Stewart told Workplace Express that on looking at the policy today, it was clear that “it isn’t in fact an addition at all”.
Did you read that? Stewart “relied on the words [of] the newspaper’s journalist” — yet the paper decided this was independent confirmation of its smear campaign. I won’t be holding my breath for a correction. The Australian is part of an orchestrated anti-worker campaign, and it is clearly willing to mislead its readers as long as it is attacking Labor.
It’s about time the News (not) punditariat’s shameless campaign against working people was exposed, as well as the unprofessional way in which they go about their business of reporting (you decide, because they sure as hell won’t report).
Gillard and Rudd need to get back on track and make it perfectly clear that the ALP policy on AWAs was annonced last year, and will not be changing.
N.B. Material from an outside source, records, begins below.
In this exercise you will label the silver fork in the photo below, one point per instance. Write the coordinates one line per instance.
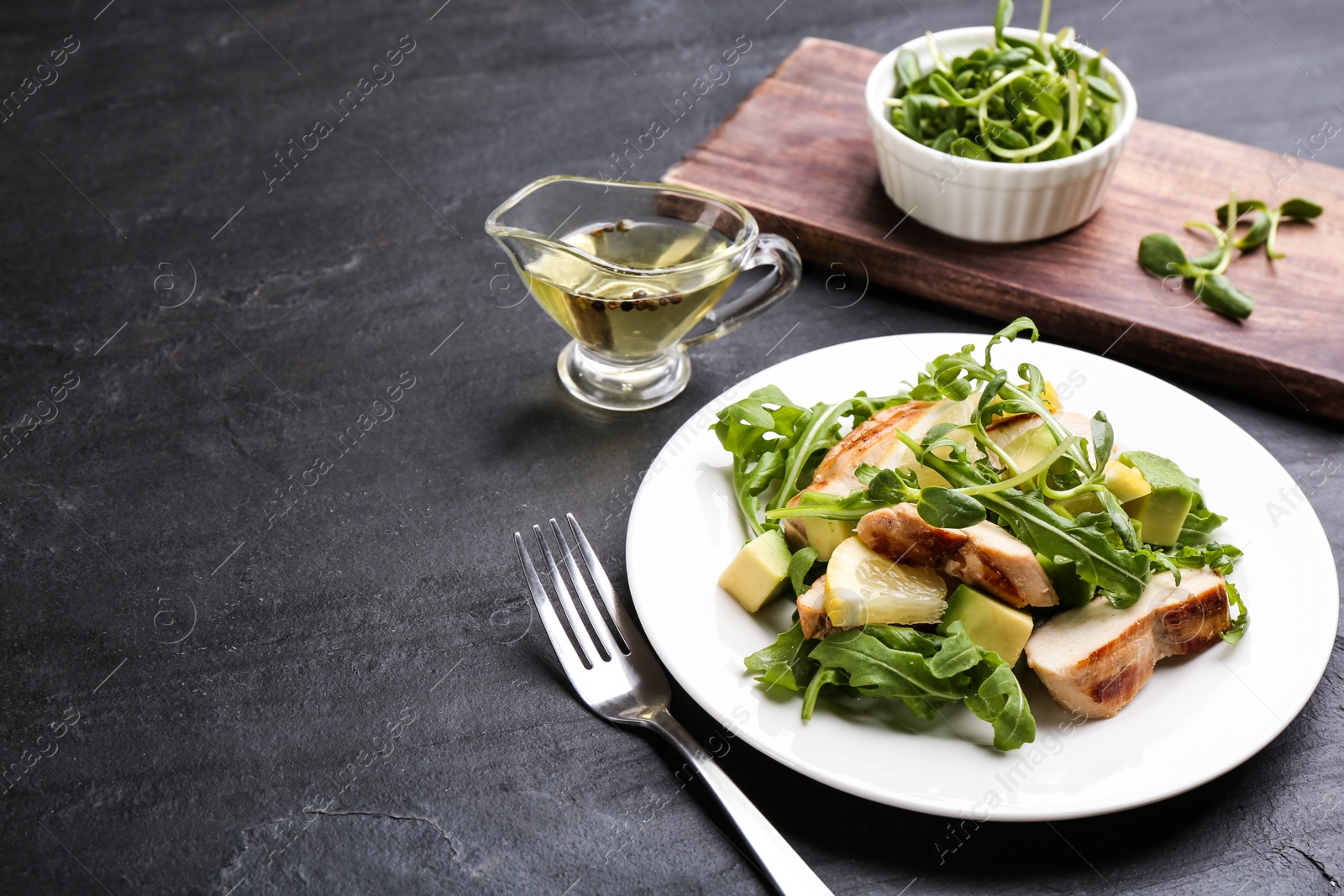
(624, 683)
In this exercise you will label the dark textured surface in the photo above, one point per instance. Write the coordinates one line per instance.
(382, 614)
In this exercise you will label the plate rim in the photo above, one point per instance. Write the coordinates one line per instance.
(936, 805)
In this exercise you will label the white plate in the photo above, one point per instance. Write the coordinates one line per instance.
(1196, 719)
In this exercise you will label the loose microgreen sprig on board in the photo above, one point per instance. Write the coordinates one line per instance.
(1163, 257)
(1016, 101)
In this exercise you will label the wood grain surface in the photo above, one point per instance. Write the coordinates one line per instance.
(799, 154)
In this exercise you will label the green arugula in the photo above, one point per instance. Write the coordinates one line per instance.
(927, 672)
(776, 443)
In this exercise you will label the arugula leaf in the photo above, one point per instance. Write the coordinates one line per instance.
(927, 672)
(1115, 569)
(1243, 617)
(799, 567)
(759, 432)
(786, 663)
(826, 676)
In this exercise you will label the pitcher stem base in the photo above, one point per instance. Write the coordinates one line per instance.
(624, 387)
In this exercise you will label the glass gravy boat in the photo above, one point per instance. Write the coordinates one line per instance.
(628, 270)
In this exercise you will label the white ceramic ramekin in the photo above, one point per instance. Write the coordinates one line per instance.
(991, 202)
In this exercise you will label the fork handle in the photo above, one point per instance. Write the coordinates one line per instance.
(781, 864)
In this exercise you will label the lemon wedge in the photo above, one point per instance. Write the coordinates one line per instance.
(864, 587)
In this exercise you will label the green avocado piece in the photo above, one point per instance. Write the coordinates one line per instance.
(759, 571)
(1162, 512)
(990, 624)
(1073, 591)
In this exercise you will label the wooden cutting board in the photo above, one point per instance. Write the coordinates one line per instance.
(799, 154)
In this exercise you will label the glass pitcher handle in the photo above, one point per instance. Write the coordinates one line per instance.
(770, 250)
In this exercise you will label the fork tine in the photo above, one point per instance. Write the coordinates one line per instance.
(604, 631)
(629, 634)
(555, 631)
(571, 613)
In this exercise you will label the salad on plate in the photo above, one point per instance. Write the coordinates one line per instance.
(948, 540)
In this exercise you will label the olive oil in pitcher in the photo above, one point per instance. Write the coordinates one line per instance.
(633, 313)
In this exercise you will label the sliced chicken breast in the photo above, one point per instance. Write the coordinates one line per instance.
(983, 555)
(875, 443)
(812, 614)
(1095, 660)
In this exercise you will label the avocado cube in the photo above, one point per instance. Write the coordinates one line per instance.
(990, 624)
(1163, 511)
(826, 535)
(759, 571)
(1032, 448)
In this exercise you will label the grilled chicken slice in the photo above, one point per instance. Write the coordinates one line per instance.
(1095, 660)
(983, 555)
(875, 443)
(812, 614)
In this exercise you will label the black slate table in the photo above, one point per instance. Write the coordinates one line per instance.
(214, 688)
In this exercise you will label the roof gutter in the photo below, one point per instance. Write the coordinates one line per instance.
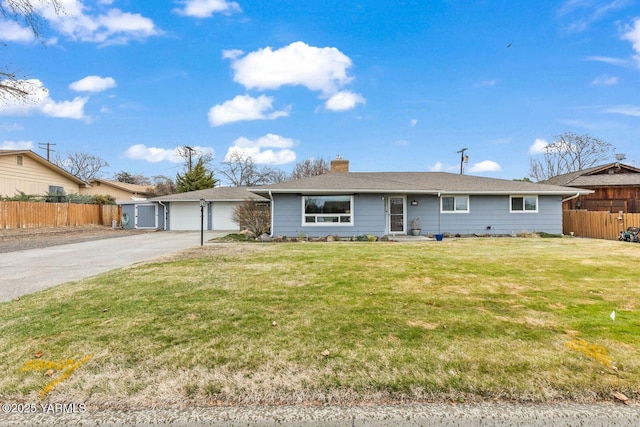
(571, 198)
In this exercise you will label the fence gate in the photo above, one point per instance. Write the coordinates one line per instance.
(146, 216)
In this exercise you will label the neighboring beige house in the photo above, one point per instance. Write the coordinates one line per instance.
(120, 191)
(26, 171)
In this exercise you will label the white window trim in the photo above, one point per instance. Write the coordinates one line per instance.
(523, 204)
(326, 224)
(454, 211)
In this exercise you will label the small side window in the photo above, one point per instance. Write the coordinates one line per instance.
(524, 203)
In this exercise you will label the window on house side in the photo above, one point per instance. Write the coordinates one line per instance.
(524, 203)
(327, 210)
(56, 193)
(454, 204)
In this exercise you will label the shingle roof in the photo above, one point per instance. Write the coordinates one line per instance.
(133, 188)
(597, 177)
(411, 182)
(219, 194)
(45, 163)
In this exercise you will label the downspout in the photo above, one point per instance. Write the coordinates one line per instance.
(271, 208)
(439, 209)
(164, 223)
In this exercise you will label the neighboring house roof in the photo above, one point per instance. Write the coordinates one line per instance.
(412, 182)
(217, 194)
(46, 163)
(132, 188)
(611, 174)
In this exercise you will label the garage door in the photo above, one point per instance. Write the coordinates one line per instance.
(185, 216)
(222, 214)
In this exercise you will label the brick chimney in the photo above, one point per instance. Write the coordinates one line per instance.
(339, 165)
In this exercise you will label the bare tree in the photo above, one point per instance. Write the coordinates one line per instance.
(163, 185)
(569, 153)
(192, 156)
(310, 167)
(242, 171)
(130, 178)
(83, 165)
(24, 12)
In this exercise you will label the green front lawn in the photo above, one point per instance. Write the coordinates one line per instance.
(469, 319)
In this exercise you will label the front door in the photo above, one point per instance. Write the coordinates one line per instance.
(396, 209)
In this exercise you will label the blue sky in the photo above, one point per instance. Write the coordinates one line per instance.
(388, 85)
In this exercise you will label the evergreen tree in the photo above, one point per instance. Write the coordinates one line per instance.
(198, 178)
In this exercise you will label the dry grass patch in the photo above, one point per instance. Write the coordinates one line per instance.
(342, 322)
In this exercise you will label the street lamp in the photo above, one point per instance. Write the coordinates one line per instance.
(202, 202)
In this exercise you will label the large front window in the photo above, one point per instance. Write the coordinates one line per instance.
(328, 210)
(455, 203)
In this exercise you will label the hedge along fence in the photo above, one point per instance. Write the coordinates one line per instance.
(598, 225)
(39, 215)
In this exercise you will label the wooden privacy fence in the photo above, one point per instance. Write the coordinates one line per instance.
(38, 215)
(598, 225)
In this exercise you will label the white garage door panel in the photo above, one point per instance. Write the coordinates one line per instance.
(222, 213)
(185, 216)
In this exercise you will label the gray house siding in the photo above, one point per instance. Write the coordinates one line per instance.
(489, 211)
(370, 217)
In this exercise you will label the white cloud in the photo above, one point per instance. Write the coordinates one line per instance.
(10, 127)
(16, 145)
(39, 101)
(605, 80)
(633, 35)
(485, 166)
(538, 146)
(156, 155)
(627, 110)
(344, 100)
(11, 31)
(298, 64)
(231, 53)
(93, 84)
(207, 8)
(244, 107)
(269, 149)
(113, 26)
(582, 14)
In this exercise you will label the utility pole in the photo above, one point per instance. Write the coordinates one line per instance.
(463, 158)
(191, 150)
(47, 146)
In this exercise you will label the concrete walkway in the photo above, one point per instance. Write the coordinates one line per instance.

On the details of what the legislation looks like, they should simply say that they are going to the next election on a platform of restoring fairness in the workplace, and that if the government disagrees with their policy they would be happy to debate ‘Workchoices’ any time, with any govenrment spokesperson, especially the Prime Minister.
On Brad Norrington, I don’t know why anybody takes anything he says seriously at all about the labour movement. His general hostility and contempt for both the subject and the people he reports on, has renderd him incapable of delivering any worthwhile comment at all.